Jim Paulsen, chief investment strategist at The Leuthold Group, notes the first 22 days of this bear market declined 6.5 times faster than all post-war bear markets, dropping 32 percent in 22 days versus an average of just down 5.1 percent for the previous bear markets.
What makes this bear market so unnerving is that its roots are in a public health crisis, shutting down the economy to battle coronavirus, rather than the typical factors behind economic slowdowns.
But bear markets, and market crashes, do end. In a statistical lookback, Sam Stovall, chief investment strategist at CFRA Research, notes from December 31, 1945, through the first quarter 2020, there were nine "garden variety" bear markets with an average of 2 percent losses from peak to trough and took 14 months to recover. The three "mega meltdown" bear markets, which he defines as more than 40 percent drops, had an average peak-to-trough loss of 51 percent. They took 23 months to decline and 58 months to recover.
Commonalities Among Market Crashes
Market crashes, like the current one, have individual triggers, but they also have commonalities, says Scott Nations, author of "A History of the United States in Five Crashes: Stock Market Meltdowns That Defined a Nation." He studied five market crashes for his book: 1907, 1929, 1987, 2008 and the 2010 "flash crash." He says looking back at those crashes can put the current crash in context.
"All the crashes were shockingly similar, even though there's more than 100 years from the first one to the last one I talked about," Nations says.
Similarity number one between then and now: They all had some sort of external non-financial catalyst, he says. In 1907, it was the San Francisco earthquake, absorbing all of the U.S.'s liquidity to rebuild the city, which was the most important financial center in the western half of the U.S. The 1987 crash was triggered by worries over a potential war with Iran after the country attacked U.S.-flagged oil tankers and the U.S. retaliated.
The magnitude of 2020's crash is also similar to other crashes. Although 2008's crash from peak-to-trough was more than 50 percent, the 1907 and 1987 drops were about 36 percent from their respective peaks. That's close to 2020's decline, when measured from the highs. All five crashes occurred when markets were at or near all-time highs, just as the current market was at the end of 2019.

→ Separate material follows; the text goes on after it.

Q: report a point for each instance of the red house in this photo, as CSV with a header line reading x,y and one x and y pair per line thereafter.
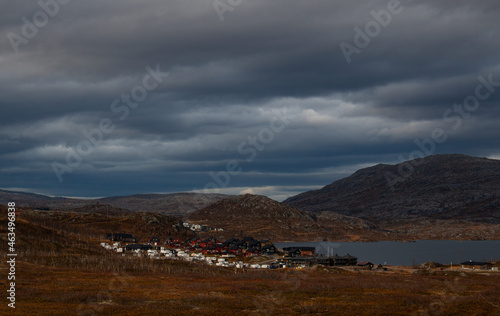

Nations says 1929 is an outlier to the rest because the Federal Reserve and the federal government bungled the response. The model for Fed action is what Chairman Alan Greenspan did in 1987.
"Greenspan issued a terse, 30-word statement which essentially said, 'We have all the money in the world. We'll give it to you if you need it. So, banks, don't cut off your customers,'" Nations says, which is why the 1987 crash didn't affect the economy, and in 2008, the Fed's actions and government programs helped stem the fallout from market crash.